From down the hall came the sound of Ella Crawford, weeping and crying out. Briegleb went to join her, and soon the two, suited in surgical gowns with masks covering their faces, were allowed into the operating room. Doctors gave Crawford transfusions of blood; they cut him open, tried to fix his wrecked insides, and sewed him back up again. “Mrs. Crawford stood there like a Trojan and only the tears that rolled from her eyes bespoke the surge of emotions that engulfed her,” wrote the Examiner.

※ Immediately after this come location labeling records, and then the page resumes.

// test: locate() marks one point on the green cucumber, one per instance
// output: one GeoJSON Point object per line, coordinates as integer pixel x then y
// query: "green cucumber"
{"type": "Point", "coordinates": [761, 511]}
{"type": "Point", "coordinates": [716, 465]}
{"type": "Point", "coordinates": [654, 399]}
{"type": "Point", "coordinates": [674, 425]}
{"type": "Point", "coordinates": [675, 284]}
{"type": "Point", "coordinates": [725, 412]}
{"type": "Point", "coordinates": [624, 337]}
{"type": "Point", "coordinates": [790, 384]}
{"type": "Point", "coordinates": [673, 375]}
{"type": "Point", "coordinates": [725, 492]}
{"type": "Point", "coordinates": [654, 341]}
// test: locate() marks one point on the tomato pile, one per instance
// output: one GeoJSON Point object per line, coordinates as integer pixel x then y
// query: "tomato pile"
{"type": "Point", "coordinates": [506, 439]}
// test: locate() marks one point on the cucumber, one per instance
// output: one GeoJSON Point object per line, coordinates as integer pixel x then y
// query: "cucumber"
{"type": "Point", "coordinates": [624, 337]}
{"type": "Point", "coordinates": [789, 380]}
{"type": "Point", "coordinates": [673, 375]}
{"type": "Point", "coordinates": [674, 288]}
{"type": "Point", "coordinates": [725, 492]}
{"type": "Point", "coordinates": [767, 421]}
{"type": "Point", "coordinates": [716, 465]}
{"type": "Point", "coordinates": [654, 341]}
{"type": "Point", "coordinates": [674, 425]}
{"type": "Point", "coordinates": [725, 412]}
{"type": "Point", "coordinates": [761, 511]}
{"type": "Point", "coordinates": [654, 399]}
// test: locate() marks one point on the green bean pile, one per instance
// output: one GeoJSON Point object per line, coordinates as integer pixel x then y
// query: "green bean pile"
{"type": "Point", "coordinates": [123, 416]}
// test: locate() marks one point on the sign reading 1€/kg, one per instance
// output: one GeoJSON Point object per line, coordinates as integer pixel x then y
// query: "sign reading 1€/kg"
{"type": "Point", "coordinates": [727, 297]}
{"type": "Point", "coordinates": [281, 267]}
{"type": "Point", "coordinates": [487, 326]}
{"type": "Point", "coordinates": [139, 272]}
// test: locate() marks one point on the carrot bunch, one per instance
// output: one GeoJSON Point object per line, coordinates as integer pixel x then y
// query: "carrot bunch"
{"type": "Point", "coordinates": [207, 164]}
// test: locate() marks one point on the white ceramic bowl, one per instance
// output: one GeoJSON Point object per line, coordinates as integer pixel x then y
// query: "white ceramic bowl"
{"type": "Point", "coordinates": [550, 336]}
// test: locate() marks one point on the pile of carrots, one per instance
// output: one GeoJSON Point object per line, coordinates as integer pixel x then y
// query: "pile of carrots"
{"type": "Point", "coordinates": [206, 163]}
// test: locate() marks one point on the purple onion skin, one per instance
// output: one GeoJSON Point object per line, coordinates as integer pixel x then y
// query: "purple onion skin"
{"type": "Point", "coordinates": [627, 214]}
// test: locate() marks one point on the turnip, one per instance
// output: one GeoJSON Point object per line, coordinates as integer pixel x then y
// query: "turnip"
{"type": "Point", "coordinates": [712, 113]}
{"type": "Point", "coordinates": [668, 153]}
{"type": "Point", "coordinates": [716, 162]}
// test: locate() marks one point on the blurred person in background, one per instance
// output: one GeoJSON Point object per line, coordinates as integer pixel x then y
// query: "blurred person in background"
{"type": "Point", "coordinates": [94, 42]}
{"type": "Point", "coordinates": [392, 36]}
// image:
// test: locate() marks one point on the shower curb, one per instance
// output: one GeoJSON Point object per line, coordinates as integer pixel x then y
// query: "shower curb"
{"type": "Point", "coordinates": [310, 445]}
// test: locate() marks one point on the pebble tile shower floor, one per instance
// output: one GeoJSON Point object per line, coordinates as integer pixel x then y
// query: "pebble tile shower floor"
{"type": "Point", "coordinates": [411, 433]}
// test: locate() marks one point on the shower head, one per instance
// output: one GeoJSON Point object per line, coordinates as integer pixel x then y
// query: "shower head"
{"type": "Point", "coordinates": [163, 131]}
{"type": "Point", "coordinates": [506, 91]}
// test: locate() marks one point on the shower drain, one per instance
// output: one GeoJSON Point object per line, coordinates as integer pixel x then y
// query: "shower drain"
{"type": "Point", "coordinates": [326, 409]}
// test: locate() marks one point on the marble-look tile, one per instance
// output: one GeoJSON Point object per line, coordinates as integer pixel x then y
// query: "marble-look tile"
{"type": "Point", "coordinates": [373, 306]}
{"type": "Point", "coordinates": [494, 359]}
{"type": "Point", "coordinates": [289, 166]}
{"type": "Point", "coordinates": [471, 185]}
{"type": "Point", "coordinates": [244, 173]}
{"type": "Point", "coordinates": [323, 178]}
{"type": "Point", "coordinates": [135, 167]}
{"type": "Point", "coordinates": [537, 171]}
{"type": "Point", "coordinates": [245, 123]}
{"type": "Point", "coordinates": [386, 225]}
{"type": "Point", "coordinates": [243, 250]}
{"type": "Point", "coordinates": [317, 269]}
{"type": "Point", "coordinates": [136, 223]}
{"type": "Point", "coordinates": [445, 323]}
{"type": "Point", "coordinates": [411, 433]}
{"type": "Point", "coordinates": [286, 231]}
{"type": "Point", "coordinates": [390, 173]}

At 7:45 P.M. orderlies wheeled Charlie Crawford out of the operating theater. “We can only hope,” one of the surgeons said. Ella Crawford waited with her sister and Charlie’s brother, George. The Crawford family doctor arrived from Beverly Hills and did his best to comfort them and offer hope. Gustav Briegleb led them in prayers. An agonizing hour crawled by before an intern came with the news. He didn’t need to say anything; they read the surgery’s outcome in the expression on his face. At 8:32 P.M. Charlie Crawford had passed away. The Gray Wolf was gone. That elaborate security system in the office at 6665 Sunset Boulevard had been installed in vain. Crawford had died as he feared he would, violently and by a bullet.
22
The Ballad of Dave Clark
Leslie White was finishing up his work on Sunset Boulevard when news came through of Crawford’s death. He felt a pang, remembering how Crawford had saved him from further embarrassment during the Callie Grimes trial. Had Crawford really been such a bad man? There’d been something very human and sympathetic about him, White thought. Few ot
hers in the D.A.’s office mourned Crawford’s passing, however. “Good riddance,” pronounced Buron Fitts. It was more surprising, perhaps, that the death of Herbert Spencer provoked little outrage. He’d been a newspaperman, after all. It quickly emerged, though, that Spencer had milked the rackets. The Los Feliz house that he owned was worth $25,000. He drove a $4,000 Lincoln. His grieving widow dressed in fur. Herb Spencer resembled Jake Lingle in the wrong sorts of ways.
Next morning, White was at the Hall of Justice, talking with colleagues in his small cubbyhole of an office, wondering who, if not Guy McAfee, might have committed the murders, when Blayney Matthews burst in and astonished them with the news. The man they were looking for was Dave Clark.
White refused to believe it at first, but then Matthews told him that Crawford had mentioned Clark’s name moments before he died. Or so the Reverend Gustav Briegleb was claiming. Briegleb’s story was that he’d held Crawford’s hand and asked who did it. Crawford had whispered “Dave” before passing away.
Matthews agreed that Briegleb was self-important and self-dramatizing, but there were other witnesses. George Crawford, Charlie’s brother, had recognized Clark all along, it seemed, but had waited to tell Briegleb rather than the authorities. The lovely Billie Rohrback, shown Clark’s photograph, had confirmed that he was the man she’d seen leaving Crawford’s office, walking slowly at first, buttoning his jacket, then hurrying and donning his straw skimmer. LAPD detectives had already checked Clark’s bank account. On Tuesday morning, the day before the shootings, he’d bought a .38 Colt and fifty copper-coated bullets from a downtown sporting goods store. He’d paid with a $27 check that bounced.
“Where is he now?”
Matthews believed that Clark had crossed the border into Mexico and was holed up in Agua Caliente. “I want you to go down there and check,” he said. “Make sure you’re armed. He might be dangerous.”